Migration ScheduleToArchiveLegacyTraces does not complete in production
The migration ScheduleToArchiveLegacyTraces
was added in https://gitlab.com/gitlab-org/gitlab-ce/merge_requests/19194. The query plan in this migration suggested it would take around 5 seconds to run. Unfortunately while deploying this migration, it never finishes. The underlying query to grab the data to process times out after 15 seconds, and will happily continue running pretty much forever with a larger timeout. Adding an index using create index concurrently yorick_test_deployments_yay on ci_builds (id) where type = 'Ci::Build' AND status IN ('success', 'failed', 'canceled');
did not improve performance of this query.
To work around this we have manually marked this migration as completed, allowing us to at least run the other migrations.
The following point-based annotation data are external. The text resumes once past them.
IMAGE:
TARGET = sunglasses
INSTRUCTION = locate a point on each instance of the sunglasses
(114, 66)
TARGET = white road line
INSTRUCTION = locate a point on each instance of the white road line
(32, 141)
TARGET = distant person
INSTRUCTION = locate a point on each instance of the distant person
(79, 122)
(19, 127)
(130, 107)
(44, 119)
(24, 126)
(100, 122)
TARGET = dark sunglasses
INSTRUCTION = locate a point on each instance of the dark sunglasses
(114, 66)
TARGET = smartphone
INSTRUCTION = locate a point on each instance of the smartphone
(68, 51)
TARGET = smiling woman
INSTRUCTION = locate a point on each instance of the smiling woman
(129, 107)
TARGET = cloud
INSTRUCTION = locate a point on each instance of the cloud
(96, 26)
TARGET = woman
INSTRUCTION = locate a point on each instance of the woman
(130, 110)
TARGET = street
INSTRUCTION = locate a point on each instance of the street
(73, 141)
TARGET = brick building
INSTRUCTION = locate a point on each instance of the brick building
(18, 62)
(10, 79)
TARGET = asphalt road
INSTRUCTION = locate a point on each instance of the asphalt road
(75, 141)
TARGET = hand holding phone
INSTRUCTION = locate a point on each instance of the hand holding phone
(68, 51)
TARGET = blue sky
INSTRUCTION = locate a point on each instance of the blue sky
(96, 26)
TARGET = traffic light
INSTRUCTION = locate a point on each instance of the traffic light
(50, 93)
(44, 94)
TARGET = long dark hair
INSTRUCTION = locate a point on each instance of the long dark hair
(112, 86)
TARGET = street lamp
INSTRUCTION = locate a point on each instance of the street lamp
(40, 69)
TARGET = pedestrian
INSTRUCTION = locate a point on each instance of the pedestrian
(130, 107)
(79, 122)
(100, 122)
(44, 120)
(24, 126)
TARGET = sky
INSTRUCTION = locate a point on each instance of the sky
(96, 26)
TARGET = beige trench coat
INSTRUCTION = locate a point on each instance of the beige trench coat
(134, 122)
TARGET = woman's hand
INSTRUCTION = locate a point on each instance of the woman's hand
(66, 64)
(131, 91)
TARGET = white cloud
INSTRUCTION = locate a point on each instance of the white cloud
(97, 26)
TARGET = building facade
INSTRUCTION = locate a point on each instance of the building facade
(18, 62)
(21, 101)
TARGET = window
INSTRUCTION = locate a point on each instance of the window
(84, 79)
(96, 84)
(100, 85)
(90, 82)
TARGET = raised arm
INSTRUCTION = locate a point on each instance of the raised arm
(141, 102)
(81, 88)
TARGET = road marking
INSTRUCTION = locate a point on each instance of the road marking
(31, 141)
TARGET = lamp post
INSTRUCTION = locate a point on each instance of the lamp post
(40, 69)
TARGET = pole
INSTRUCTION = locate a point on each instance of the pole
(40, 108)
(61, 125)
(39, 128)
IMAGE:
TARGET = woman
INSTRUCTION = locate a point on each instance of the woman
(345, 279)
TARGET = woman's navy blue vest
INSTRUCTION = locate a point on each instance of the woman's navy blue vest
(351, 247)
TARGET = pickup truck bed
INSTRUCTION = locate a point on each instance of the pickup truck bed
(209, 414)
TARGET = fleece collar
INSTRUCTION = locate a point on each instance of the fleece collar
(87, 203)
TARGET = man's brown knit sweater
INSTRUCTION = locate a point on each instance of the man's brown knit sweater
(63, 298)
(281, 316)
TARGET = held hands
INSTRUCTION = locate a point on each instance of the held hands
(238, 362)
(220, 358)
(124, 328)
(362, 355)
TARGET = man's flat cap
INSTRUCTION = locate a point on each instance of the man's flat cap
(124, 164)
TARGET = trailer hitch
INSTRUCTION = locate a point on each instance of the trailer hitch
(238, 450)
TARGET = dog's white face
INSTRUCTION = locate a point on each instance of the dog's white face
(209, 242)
This migration needs to be adjusted somehow, or turned into a noop, before 11.0 stable is deployed.
Query plan using just EXPLAIN
:
explain SELECT count(*) FROM "ci_builds" WHERE "ci_builds"."type" = 'Ci::Build' AND "ci_builds"."status" IN ('success', 'failed', 'canceled') AND (NOT EXISTS (SELECT 1 FROM ci_job_artifacts WHERE ci_builds.id = ci_job_artifacts.job_id AND ci_job_artifacts.file_type = 3));
QUERY PLAN
-----------------------------------------------------------------------------------------------------------------------------------------------------
Aggregate (cost=14307364.20..14307364.21 rows=1 width=8)
-> Merge Anti Join (cost=47.65..14184918.76 rows=48978178 width=0)
Merge Cond: (ci_builds.id = ci_job_artifacts.job_id)
-> Index Scan using ci_builds_pkey on ci_builds (cost=0.57..12174471.65 rows=55682317 width=4)
Filter: (((type)::text = 'Ci::Build'::text) AND ((status)::text = ANY ('{success,failed,canceled}'::text[])))
-> Index Only Scan using index_ci_job_artifacts_on_job_id_and_file_type on ci_job_artifacts (cost=0.56..1378469.34 rows=46910515 width=4)
Index Cond: (file_type = 3)
The first index scan processes an estimated 55 682 317 rows, while the second one processes an estimated 46 910 515 rows. This in combination with WHERE NOT EXISTS
means it will probably take hours for this query to run.